Cognizant Campbell nominated as New Englander of the Decade
Back in Boston he got George Campbell, transportation commissioner in New Hampshire, on the phone. Campbell told him they were concerned about the "legendary backups" and were "very cognizant of services to our traveling public."
Despite this "cognizant" talk which would normally drive a Bostonian into mocking sneers columnist McGrory declares that Campbell is his choice for "New Englander of the decade."
Then he asks: "Why is the most technologically sophisticated state in the nation, meaning us, still bumbling along with daily traffic jams -- worsened by a 1980s toll-collecting psyche -- while our hillbilly neighbors have gone completely state-of-the-art?"
"Meantime, we live in a state rich with elite universities and creative technology companies, yet we're confounded."
Mass Sec Trans Mullen: "We have limitations"
McGrory got Massachusetts secretary of transportation Jeffrey Mullen on the phone to ask him:
"Mullan offered me a very detailed account of the hopes that Massachusetts has for open-road tolling and the obstacles that it faces, all of which undoubtedly made sense, none of which indicated we would have it anytime soon.

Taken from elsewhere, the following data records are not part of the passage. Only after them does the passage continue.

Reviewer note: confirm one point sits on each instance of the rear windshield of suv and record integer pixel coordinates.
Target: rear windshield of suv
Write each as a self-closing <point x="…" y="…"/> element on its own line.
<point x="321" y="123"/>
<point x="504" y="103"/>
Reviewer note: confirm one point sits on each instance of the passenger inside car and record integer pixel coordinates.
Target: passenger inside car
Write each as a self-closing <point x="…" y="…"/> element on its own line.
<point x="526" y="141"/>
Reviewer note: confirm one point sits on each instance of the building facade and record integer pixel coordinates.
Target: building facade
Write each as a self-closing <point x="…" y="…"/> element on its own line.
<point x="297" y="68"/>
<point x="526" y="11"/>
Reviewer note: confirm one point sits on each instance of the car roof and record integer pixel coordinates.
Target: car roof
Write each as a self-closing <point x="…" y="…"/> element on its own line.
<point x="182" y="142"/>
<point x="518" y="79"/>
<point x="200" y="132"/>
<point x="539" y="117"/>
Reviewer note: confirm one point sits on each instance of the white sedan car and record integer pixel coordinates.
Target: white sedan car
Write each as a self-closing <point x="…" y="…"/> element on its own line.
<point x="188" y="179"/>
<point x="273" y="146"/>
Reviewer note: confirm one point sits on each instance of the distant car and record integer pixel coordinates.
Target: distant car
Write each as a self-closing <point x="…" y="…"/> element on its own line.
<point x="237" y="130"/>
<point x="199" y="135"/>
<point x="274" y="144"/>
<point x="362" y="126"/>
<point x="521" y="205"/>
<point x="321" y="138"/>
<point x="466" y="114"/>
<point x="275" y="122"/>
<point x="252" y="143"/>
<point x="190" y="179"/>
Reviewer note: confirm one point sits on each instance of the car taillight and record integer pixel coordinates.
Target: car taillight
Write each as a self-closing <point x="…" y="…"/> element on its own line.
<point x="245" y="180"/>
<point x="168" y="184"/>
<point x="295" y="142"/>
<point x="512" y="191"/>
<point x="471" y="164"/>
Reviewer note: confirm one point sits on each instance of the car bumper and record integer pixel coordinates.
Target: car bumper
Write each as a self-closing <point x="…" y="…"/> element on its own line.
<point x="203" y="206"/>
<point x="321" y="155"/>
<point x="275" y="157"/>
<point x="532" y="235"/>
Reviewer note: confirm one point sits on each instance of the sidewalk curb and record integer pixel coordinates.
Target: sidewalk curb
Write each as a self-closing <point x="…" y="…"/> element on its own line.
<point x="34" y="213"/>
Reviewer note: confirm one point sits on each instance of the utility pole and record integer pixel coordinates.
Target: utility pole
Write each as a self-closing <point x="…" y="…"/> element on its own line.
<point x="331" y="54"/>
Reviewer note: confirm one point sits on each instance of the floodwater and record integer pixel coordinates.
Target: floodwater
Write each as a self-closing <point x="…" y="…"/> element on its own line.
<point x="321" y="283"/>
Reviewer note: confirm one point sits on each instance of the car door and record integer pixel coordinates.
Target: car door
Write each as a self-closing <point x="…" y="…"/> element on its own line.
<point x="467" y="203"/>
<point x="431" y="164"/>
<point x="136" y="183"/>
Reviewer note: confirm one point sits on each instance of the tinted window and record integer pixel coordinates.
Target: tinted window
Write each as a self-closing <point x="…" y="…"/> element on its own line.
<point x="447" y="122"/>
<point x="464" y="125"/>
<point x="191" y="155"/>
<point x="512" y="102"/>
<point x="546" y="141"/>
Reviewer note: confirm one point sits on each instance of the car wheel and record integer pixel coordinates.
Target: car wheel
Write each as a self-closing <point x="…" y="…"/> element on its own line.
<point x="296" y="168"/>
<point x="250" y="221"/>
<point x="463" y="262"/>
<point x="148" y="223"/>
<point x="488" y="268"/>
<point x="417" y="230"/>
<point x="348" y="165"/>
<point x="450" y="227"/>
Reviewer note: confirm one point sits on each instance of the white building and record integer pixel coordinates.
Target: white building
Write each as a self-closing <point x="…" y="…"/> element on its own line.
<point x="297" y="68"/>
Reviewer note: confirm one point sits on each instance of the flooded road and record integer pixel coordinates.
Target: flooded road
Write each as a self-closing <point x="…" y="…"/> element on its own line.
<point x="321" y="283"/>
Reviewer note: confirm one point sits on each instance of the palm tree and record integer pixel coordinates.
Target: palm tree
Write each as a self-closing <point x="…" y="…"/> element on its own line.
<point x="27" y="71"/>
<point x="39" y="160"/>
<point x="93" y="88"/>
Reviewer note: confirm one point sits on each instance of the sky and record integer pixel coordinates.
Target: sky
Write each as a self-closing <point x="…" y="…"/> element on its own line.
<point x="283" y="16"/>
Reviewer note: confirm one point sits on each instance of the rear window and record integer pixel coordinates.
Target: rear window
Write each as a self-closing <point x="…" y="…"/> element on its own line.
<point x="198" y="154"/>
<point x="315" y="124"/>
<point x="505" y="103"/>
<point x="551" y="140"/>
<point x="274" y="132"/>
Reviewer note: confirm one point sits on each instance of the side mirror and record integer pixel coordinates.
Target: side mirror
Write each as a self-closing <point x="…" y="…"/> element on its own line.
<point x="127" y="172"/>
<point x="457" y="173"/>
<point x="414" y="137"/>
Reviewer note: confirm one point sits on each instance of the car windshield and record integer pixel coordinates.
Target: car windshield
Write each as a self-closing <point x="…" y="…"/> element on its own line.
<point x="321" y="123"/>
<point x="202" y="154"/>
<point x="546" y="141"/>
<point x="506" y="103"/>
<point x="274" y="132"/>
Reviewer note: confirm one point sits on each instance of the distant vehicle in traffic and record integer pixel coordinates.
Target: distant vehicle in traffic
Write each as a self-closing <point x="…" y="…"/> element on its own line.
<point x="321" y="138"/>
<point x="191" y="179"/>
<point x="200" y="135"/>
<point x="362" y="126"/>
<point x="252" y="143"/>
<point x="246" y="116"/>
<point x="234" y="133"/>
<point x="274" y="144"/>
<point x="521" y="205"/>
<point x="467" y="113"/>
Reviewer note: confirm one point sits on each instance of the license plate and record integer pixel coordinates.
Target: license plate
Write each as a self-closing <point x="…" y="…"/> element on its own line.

"Those obstacles include a lack of space around some prime plazas, such as the Massachusetts Turnpike at the Route 128 exchange, and a reticence toward the kind of toll increase that would be required. Some officials have said it would cost more than $100 million.
"It's not lack of effort on our part or lack of desire,'' Mullan told him.
"But we have limitations that are built in.''
Adds the columnist: "Limitations. That should be our official state word. It should be sewn into our state flag, become our state emblem. Everywhere Massachusetts turns, there are limitations."
McGrory says it's not the governor's fault, or Mullan's fault or even the fault of the ham-handed legislature:
"Rather, it's a collective psyche that accepts obstacles as the norm and change as something that happens somewhere else."
He concludes: "You want to see progress, take a very pleasant drive through New Hampshire. Just avoid our toll plazas on the ride up."